Brain surgeon Henry Marsh tells Katie Razzall about some of the life-or-death decisions he has had to make, and explains that if an operation has gone well he tells the patient: “I enjoyed that!”
Warning: some viewers may find this video distressing
“I often have to cut into the brain and it’s something I hate doing.”
That’s not a sentence you often hear. But for neurosurgeon Henry Marsh, cutting into the brain comes with the job.
Mr Marsh has written a book, Do No Harm, about his experience of saving lives – and sometimes failing. It’s packed with descriptions of the life-and-death decisions he’s had to make in conjunction with patients during more than three decades of brain surgery. He gave his first TV interview about the book to Channel 4 News.
I met him in the south London hospital where he’s reaching the end of his NHS career. He told me: “There are some terrible moments. Doctors don’t like talking about it much. But you’d have to be a psychopath not to be deeply distressed by things going wrong. Surgeons have moments of black despair.”

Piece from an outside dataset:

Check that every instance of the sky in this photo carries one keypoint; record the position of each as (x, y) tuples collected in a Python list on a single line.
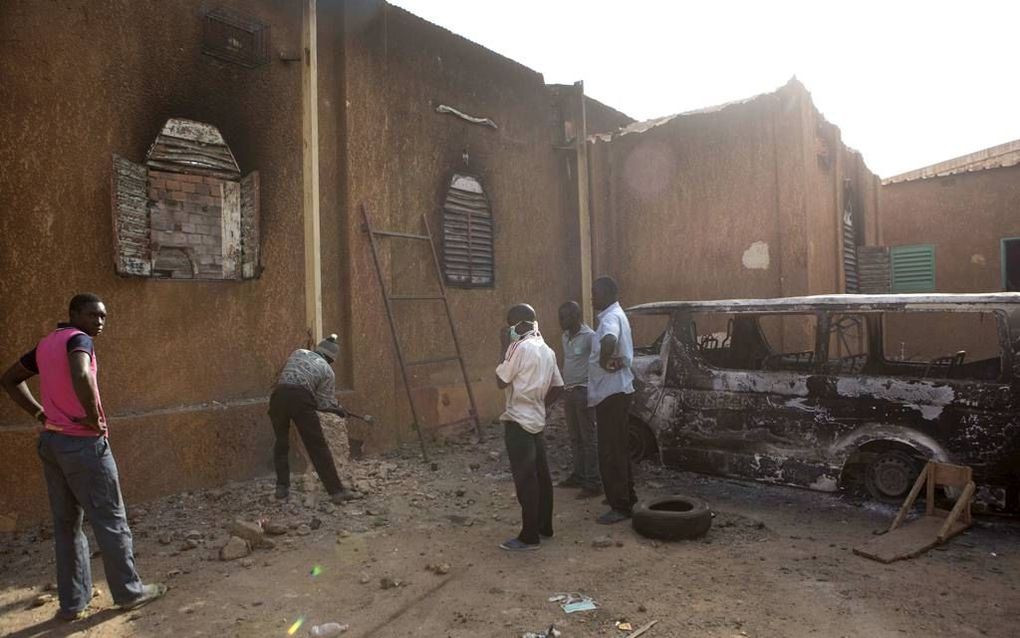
[(910, 84)]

In fact, a few years ago a magazine listed the 10 careers with the most psychopaths in them – and surgeons were number five. Shallow emotions, lack of empathy, cold-heartedness, lack of guilt, egocentricity and being manipulative were characteristics shared by both groups, it said.
There are some terrible moments. Doctors don’t like talking about it much. Henry Marsh, neurosurgeon
But in his book, Mr Marsh is full of guilt and empathy about the operations that have gone wrong. He told me: “In stressful operations, I start remembering them.”

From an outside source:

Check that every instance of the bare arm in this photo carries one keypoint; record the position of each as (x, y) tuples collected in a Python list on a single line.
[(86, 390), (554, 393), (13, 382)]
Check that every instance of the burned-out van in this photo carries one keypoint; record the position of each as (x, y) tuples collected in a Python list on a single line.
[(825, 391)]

These “ghosts of the past” guide him about what the right thing to do is – how much tumour to remove, for example.
As I learnt in the operating theatre, though, a surgeon needs some distance or they couldn’t do the job. And once the patient is covered in blue fabric so only a portion of the top of their head is exposed, you do begin to forget there’s somebody under all that cloth.
We filmed Mr Marsh and his team carrying out an operation on a woman in her seventies with a malignant brain tumour.
Scientists don’t even really known what a thought consists of, but here were surgeons removing a tumour from an organ containing 100 billion cells.
I was warned that if I felt sick I should leave the operating theatre. In the end, it was an incredible experience. To watch doctors delve into someone’s brain, the most complex part of what makes us human, is a privilege. Scientists don’t even really know what a thought consists of, but here were surgeons removing a tumour from an organ with 100 billion cells contained within it.
The operation went well. The team had prolonged the life of a woman who otherwise would have been dead in months.
How she reacted to the joke Mr Marsh tries out after all his successful operations isn’t recorded.
“If it’s gone well,” he told me, “I say I enjoyed it. And the patient is usually offended. But I say to them, the last thing you want is to be operated on by a surgeon who doesn’t love doing it.”